There are three things you try not to do when teaching a horse a new skill. Don’t hurt him. Don’t scare him. Don’t get him wildly excited. Similarly, if you are trying to build your self-confidence, don’t hurt yourself, and don’t scare yourself—too much. You have to scare yourself a little to give yourself something to build on, but only a little. Keep doing the slightly scary thing until you have had so much success that you know success is inevitable. Then make whatever it is that you are trying to do a little harder. And so on. (At some point, it will get too hard, no matter how talented you may be.)

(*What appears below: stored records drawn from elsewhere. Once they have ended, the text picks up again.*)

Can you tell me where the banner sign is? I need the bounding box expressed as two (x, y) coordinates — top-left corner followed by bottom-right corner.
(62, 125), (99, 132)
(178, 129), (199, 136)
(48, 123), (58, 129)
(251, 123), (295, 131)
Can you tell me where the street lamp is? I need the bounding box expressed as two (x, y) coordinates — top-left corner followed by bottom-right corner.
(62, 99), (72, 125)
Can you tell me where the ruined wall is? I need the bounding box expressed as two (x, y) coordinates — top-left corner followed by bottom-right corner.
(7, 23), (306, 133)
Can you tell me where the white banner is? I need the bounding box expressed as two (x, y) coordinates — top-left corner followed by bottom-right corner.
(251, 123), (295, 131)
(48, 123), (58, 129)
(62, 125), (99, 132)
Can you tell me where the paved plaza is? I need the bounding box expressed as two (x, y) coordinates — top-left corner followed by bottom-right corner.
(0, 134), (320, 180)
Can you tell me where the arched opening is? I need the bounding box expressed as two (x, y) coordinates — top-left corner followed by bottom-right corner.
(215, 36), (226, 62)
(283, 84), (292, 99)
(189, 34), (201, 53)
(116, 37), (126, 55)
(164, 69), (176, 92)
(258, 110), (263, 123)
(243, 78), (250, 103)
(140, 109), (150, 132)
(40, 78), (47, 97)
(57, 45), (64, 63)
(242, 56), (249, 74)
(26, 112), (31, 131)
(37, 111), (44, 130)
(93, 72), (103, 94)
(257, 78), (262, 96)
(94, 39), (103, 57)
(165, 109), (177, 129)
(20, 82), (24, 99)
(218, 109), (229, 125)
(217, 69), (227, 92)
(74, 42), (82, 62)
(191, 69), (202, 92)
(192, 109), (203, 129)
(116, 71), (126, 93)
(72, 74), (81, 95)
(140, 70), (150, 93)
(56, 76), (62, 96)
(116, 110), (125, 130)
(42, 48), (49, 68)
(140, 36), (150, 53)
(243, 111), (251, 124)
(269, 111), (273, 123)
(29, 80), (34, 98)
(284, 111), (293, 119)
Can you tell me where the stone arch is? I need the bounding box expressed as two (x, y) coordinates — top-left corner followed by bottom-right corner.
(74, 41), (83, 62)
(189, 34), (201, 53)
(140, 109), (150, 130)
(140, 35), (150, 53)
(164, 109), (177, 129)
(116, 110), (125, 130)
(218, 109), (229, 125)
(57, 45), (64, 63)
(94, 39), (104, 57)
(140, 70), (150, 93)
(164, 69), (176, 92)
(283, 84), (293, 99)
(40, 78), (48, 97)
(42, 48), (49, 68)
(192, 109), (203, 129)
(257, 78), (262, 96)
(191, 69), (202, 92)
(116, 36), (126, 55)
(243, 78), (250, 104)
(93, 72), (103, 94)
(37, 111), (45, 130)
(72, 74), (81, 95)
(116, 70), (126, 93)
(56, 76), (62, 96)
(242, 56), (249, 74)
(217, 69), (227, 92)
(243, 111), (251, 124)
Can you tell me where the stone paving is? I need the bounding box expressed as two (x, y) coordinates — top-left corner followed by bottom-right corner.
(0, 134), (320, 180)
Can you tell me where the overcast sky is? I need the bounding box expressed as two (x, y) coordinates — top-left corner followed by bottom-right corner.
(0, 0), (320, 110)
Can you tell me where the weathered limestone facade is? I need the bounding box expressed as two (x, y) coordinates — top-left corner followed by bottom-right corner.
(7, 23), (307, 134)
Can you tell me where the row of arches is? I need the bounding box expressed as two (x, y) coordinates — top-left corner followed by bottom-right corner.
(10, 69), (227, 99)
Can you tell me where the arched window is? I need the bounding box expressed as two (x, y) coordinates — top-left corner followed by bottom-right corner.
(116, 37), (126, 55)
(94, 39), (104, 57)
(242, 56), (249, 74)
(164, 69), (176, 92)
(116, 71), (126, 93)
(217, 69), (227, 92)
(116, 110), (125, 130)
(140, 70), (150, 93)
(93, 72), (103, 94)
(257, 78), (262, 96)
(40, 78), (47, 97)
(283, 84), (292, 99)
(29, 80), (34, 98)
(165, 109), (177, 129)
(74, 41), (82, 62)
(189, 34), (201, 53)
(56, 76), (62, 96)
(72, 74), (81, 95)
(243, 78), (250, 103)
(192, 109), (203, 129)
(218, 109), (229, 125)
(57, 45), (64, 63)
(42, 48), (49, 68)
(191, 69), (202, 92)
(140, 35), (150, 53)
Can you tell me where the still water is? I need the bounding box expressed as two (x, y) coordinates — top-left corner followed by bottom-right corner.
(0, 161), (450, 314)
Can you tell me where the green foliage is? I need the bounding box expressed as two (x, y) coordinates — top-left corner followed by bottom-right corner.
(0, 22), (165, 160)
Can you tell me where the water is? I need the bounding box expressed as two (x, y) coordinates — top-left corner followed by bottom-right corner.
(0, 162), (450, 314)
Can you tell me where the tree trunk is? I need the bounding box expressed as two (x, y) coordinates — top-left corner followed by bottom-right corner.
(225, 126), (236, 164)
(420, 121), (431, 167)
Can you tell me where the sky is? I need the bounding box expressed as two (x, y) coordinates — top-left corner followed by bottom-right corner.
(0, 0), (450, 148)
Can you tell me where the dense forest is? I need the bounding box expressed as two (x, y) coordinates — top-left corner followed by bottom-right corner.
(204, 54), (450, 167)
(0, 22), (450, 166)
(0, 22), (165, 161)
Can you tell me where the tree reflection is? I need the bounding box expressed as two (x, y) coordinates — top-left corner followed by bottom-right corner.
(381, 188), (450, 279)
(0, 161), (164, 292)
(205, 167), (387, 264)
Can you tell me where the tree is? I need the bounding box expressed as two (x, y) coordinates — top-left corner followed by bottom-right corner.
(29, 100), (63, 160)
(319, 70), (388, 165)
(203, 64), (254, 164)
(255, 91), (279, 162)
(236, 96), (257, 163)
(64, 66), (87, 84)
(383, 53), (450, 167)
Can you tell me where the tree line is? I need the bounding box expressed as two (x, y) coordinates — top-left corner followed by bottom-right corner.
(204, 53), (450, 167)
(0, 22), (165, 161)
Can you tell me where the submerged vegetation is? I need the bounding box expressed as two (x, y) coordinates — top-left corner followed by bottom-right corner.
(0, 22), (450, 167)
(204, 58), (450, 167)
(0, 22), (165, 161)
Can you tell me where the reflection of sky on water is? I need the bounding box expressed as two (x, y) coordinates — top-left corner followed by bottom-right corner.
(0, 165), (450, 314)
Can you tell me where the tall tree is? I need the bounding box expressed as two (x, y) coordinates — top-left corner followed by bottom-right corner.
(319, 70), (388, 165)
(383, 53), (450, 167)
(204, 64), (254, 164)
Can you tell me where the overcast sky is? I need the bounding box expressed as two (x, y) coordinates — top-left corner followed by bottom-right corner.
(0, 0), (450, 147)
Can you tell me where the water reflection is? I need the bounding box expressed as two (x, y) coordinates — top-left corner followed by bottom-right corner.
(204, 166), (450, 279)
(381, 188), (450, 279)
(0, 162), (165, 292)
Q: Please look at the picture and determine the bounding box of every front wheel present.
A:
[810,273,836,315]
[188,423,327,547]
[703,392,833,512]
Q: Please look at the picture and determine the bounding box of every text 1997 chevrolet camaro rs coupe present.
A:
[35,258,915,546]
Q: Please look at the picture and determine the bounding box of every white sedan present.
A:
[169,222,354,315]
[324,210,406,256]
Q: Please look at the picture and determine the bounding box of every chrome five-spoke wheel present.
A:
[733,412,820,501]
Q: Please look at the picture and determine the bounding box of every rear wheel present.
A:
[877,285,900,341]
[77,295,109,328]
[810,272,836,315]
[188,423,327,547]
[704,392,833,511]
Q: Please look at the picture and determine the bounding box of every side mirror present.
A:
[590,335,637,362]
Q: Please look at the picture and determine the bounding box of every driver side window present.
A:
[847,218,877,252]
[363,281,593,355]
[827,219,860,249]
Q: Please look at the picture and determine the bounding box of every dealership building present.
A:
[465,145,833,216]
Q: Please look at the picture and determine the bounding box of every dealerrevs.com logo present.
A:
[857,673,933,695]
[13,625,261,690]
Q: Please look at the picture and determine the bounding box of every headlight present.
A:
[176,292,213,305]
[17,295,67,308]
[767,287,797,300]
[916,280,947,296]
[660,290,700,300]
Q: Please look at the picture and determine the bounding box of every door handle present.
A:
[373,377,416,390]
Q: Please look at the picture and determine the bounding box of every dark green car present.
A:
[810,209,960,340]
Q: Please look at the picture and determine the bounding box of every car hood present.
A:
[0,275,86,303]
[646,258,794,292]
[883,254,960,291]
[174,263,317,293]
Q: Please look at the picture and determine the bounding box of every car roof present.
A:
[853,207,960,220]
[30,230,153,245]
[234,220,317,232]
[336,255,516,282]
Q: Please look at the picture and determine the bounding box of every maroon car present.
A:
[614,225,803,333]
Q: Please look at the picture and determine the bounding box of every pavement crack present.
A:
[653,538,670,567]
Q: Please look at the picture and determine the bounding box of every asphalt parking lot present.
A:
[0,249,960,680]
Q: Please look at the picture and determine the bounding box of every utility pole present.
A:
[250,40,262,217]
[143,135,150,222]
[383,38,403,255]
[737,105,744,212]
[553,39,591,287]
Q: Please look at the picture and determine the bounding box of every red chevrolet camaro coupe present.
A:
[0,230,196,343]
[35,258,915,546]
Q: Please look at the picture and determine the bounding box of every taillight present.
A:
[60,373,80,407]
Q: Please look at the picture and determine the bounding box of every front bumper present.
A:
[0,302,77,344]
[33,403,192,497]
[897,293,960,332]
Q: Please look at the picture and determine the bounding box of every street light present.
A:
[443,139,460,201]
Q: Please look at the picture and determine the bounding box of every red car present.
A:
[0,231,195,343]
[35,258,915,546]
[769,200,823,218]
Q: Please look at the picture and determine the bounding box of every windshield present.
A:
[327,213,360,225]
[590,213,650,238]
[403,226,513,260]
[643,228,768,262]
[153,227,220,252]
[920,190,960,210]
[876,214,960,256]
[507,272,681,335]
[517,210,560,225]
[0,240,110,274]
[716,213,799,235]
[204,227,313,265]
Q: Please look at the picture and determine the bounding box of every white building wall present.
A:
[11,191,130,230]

You can be timid, or shy, or indecisive, or reticent. You can be burdened by any one of many afflictions that result from a lack of self-confidence, and you can improve every one of them if you can figure out a way to scare yourself just a little bit. Too big a scare, and you will find your self-confidence in pieces on the ground.

If you don’t like public speaking, don’t start by addressing the Republican National Convention! Instead, maybe you could start by addressing Cub Scout Pack Three, so that your listeners are nine years old. Ski down the bunny slope first, not the double black diamond.

Jane Savoie is an internationally accomplished dressage rider who has written motivational books and is in great demand as a speaker. One of her stories that I like best describes how, if you put fleas in a jar and screw a lid on it, the fleas will initially hit their tiny flea heads against the lid while attempting to jump out. Some sixth sense then tells them exactly how high the lid is, so that they keep jumping—but not quite high enough to hit the lid.

Now, when you take the lid off the jar, the fleas will keep jumping—and although they could easily do it, they won’t jump high enough to jump out. They have it in their tiny flea brains that the height of their jar is their limit. “So,” asks Jane, “aren’t we like those fleas? Don’t we all have limits that are only real because we believe them to be real, not because they are real in fact?”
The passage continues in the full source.